Propos recueillis par Mohamed Nait Youssef
Al Bayane : La polémique de la darija et de la langue arabe refait surface. Qu’en pensez-vous?
Tahar Ben Jelloun : Cette polémique est intéressante et pourrait même provoquer un début de réflexion sur notre paradoxe linguistique. Nous parlons une langue et nous écrivons une autre. Il ne faut sacrifier ni l’une ni l’autre. Cependant, l’enseignement de l’arabe classique peut mener vers la darija. La darija ne te fera jamais apprendre la fosha. D’où, en toute logique, il faut enseigner et bien enseigner la langue arabe classique pour donner la base de toute connaissance. Tout le reste n’est que spéculation et même démagogie. Il faut laisser la darija à sa place, dans son rôle et dans sa fonction. La classique est plus ambitieuse. Elle fait de celui qui l’apprend un homme cultivé.
Peut-on parler d’une guerre de langues au Maroc?
Il n’y a pas de guerre de langues au Maroc. Il ne faut pas exagérer. Il suffit juste de remettre chaque langue à sa place. Au lieu de polémiquer, il vaut mieux encourager nos enfants à apprendre le maximum de langues étrangères. Les langues c’est l’ouverture sur le monde, sur les autres, sur les différences, c’est un enrichissement permanent. Pas de guerre, juste un peu de bruits.
À votre avis, y a t-il une véritable gestion de la chose linguistique au Maroc?
C’est ce qui manque chez nous. L’arabisation de l’enseignement a été un geste politique non réfléchi, non pensé, et surtout non préparé. Notre langue est l’arabe classique, langue des études, de la recherche et de la communication avec les autres pays arabes. Il faut la respecter et la magnifier, il faut lui donner tous les moyens pour qu’elle devienne attractive, positive, lavée de la poussière de l’arriération, débarrassée de l’idéologie conservatrice et anti progressiste. Il faut la moderniser et l’embellir. Malheureusement, elle a été utilisée politiquement pour donner un os à ronger à certains partis politiques. Quant à l’avenir de nos enfants, il a été sacrifié. Plus que jamais, il faut défendre l’arabe classique et la mettre au même niveau que les grandes langues internationales.

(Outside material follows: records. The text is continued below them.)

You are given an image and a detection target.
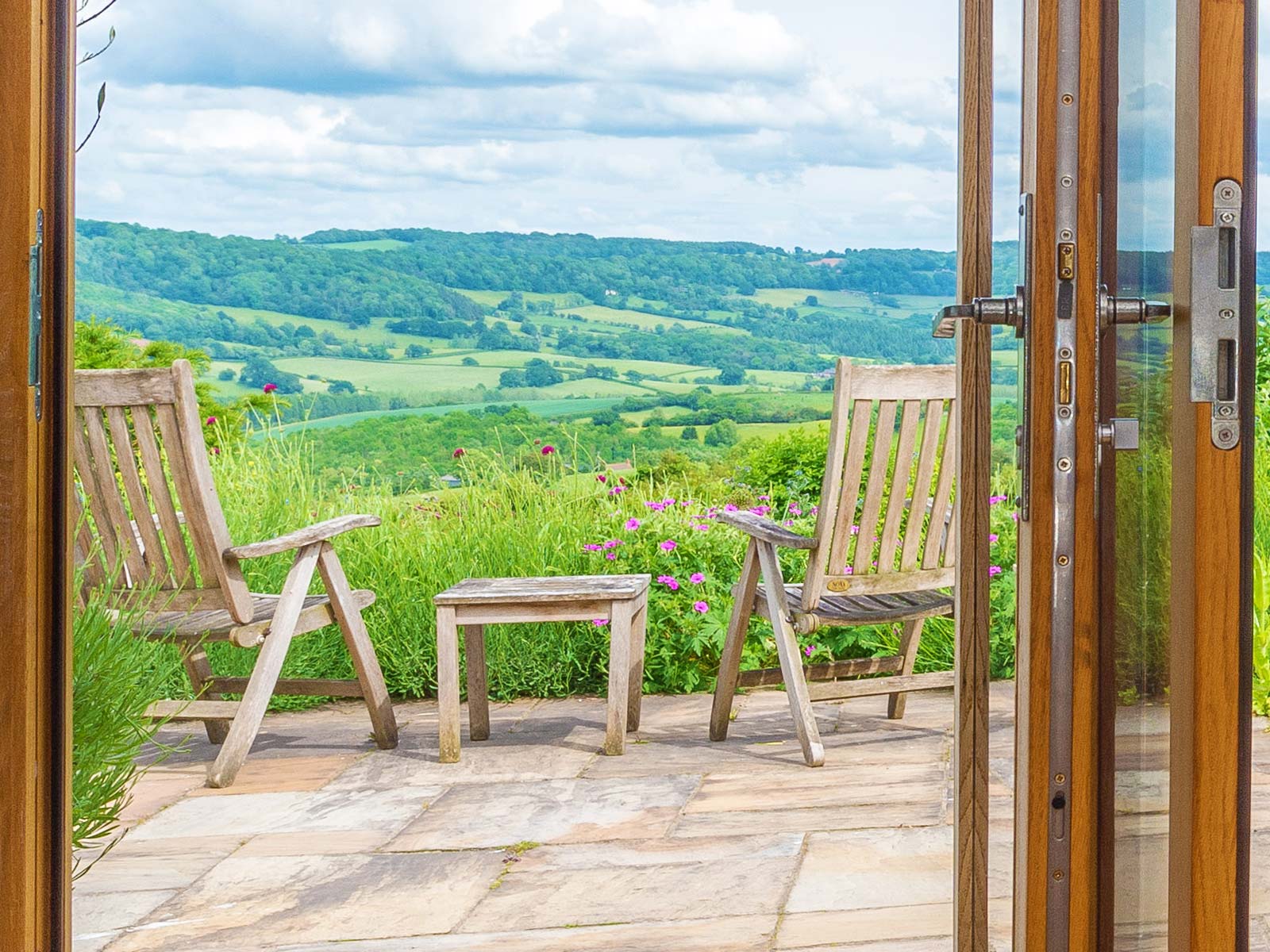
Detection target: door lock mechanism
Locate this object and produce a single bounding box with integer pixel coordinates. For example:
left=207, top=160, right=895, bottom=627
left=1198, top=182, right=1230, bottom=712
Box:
left=931, top=284, right=1026, bottom=338
left=1099, top=416, right=1139, bottom=449
left=1099, top=284, right=1173, bottom=330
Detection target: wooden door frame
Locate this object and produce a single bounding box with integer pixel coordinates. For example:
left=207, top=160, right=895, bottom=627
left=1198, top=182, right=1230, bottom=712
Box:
left=1168, top=0, right=1257, bottom=952
left=0, top=0, right=75, bottom=952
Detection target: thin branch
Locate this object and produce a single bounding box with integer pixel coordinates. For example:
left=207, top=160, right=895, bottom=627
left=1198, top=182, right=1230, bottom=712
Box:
left=75, top=27, right=114, bottom=66
left=75, top=0, right=116, bottom=27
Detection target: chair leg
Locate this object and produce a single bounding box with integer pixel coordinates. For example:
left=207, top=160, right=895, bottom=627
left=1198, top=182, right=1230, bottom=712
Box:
left=207, top=542, right=321, bottom=787
left=887, top=618, right=926, bottom=721
left=626, top=592, right=648, bottom=734
left=318, top=542, right=398, bottom=750
left=179, top=643, right=230, bottom=744
left=464, top=624, right=489, bottom=740
left=758, top=542, right=824, bottom=766
left=710, top=539, right=758, bottom=740
left=605, top=599, right=635, bottom=757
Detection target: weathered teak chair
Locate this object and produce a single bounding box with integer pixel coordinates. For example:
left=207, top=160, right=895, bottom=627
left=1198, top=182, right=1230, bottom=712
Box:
left=710, top=359, right=956, bottom=766
left=71, top=360, right=398, bottom=787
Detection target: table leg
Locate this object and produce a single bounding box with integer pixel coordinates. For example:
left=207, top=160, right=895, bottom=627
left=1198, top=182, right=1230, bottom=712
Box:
left=437, top=605, right=459, bottom=764
left=605, top=601, right=633, bottom=757
left=626, top=592, right=648, bottom=732
left=464, top=624, right=489, bottom=740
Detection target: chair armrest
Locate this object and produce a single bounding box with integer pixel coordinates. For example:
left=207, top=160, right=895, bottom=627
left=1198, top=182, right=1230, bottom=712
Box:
left=225, top=516, right=379, bottom=559
left=719, top=510, right=815, bottom=548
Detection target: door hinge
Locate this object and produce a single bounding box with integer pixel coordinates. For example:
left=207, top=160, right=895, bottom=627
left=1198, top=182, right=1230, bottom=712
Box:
left=1191, top=179, right=1243, bottom=449
left=27, top=208, right=44, bottom=420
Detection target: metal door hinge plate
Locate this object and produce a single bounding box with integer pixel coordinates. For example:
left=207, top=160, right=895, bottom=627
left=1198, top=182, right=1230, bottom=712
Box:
left=1191, top=179, right=1243, bottom=449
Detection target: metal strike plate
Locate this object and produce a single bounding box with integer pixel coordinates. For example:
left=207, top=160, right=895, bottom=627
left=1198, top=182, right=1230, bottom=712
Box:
left=27, top=208, right=44, bottom=420
left=1191, top=179, right=1243, bottom=449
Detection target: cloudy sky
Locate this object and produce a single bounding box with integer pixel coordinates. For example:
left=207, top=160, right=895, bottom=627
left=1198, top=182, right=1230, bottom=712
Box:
left=79, top=0, right=1036, bottom=249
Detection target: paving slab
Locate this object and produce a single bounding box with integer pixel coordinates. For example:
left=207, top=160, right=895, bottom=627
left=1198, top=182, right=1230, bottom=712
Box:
left=102, top=850, right=504, bottom=952
left=387, top=776, right=701, bottom=850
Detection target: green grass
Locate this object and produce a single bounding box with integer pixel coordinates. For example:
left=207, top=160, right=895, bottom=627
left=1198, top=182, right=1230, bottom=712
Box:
left=283, top=397, right=629, bottom=433
left=275, top=357, right=502, bottom=400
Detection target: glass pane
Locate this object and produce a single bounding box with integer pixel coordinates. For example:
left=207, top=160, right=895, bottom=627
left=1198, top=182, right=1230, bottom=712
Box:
left=1103, top=0, right=1176, bottom=952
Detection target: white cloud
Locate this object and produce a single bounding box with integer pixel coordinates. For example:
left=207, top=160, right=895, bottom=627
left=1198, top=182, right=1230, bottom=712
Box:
left=79, top=0, right=1018, bottom=249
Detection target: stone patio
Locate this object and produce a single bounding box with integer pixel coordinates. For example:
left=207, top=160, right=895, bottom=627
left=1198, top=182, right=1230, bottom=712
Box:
left=74, top=683, right=1270, bottom=952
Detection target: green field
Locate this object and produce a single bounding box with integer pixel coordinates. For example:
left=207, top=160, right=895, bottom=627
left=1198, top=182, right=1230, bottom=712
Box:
left=275, top=357, right=502, bottom=400
left=282, top=397, right=629, bottom=433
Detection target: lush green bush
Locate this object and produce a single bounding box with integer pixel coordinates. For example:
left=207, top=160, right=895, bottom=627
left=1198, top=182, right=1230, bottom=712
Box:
left=71, top=578, right=180, bottom=874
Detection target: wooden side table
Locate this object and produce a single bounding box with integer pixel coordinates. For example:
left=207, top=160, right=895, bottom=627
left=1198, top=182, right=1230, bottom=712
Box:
left=432, top=575, right=652, bottom=764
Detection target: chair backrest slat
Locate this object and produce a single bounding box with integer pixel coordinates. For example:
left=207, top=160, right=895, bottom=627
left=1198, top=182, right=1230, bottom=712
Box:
left=129, top=406, right=194, bottom=589
left=802, top=358, right=956, bottom=611
left=72, top=360, right=252, bottom=622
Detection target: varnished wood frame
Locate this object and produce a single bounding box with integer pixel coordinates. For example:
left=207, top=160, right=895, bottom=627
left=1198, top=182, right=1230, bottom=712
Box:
left=1014, top=0, right=1103, bottom=952
left=952, top=0, right=993, bottom=952
left=0, top=0, right=75, bottom=952
left=1170, top=0, right=1257, bottom=952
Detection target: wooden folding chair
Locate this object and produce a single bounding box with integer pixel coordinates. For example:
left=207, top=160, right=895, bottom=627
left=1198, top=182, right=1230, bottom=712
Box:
left=710, top=359, right=956, bottom=766
left=71, top=360, right=398, bottom=787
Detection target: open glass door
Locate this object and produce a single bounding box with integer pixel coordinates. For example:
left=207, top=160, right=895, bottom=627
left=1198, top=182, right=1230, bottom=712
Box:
left=980, top=0, right=1256, bottom=952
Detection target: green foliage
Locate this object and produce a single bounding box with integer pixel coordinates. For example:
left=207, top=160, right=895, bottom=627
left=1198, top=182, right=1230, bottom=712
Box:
left=71, top=579, right=180, bottom=876
left=703, top=419, right=741, bottom=447
left=75, top=316, right=267, bottom=449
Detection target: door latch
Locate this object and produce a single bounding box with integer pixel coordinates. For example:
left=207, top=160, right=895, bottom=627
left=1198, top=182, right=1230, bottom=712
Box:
left=931, top=284, right=1027, bottom=338
left=1191, top=179, right=1243, bottom=449
left=27, top=208, right=44, bottom=420
left=1099, top=416, right=1139, bottom=449
left=1099, top=284, right=1173, bottom=330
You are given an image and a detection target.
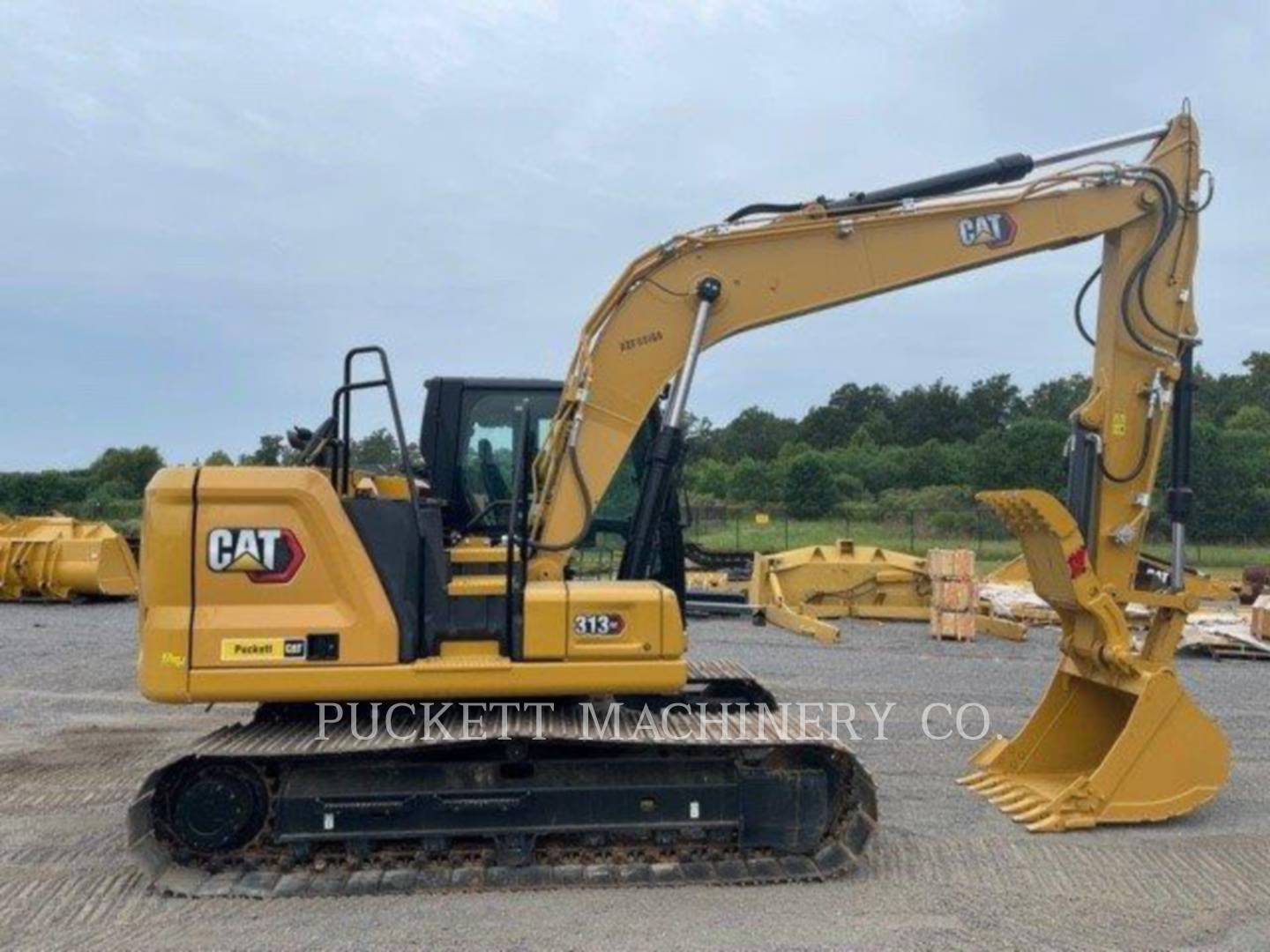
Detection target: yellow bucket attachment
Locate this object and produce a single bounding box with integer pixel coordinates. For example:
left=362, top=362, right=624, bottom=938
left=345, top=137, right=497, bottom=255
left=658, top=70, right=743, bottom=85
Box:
left=0, top=516, right=138, bottom=602
left=958, top=490, right=1229, bottom=833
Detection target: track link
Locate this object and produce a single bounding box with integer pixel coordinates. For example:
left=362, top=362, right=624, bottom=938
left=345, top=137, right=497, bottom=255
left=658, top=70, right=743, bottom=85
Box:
left=128, top=661, right=878, bottom=897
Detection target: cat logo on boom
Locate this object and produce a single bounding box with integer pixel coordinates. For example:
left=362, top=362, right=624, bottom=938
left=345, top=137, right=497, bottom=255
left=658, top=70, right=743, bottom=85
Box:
left=956, top=212, right=1019, bottom=248
left=207, top=528, right=305, bottom=584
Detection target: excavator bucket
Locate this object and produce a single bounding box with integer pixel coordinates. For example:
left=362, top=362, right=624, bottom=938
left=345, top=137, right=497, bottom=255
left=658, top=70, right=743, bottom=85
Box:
left=959, top=490, right=1229, bottom=833
left=0, top=516, right=138, bottom=602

Y a-t-il un rapport entre les transformations et les enjeux sociaux, économiques et politiques que vivent le Maroc et les conflits linguistiques?
Il n’y a pas -pour le moment- de conflit linguistique. Le problème le plus urgent et le plus important est de réparer l’état désastreux de l’éducation publique. Mohamed Hassad avait commencé à arranger les choses, malheureusement, il a été débarqué. Au Maroc, l’état de l’enseignement public est alarmant. On ne va pas laisser tout au secteur privé qui se fait de l’argent en toute tranquillité. Notre développement économique est handicapé par l’état de santé de ce secteur. Tout ce qui fonctionne se fait en français et en anglais. Du coup ceux qui sortent de l’université avec une seule langue, l’arabe, ne trouve pas de travail. Reste quelques métiers qui ne se font qu’en arabe (la justice). Nous avons besoin de rationalité, besoin d’un gouvernement non idéologique, ni islamiste ni communiste. Nous avons besoin de gens qui travaillent leur pays en pensant à l’intérêt général et non à leur propre intérêt, et cela se fait avec ou sans la langue classique.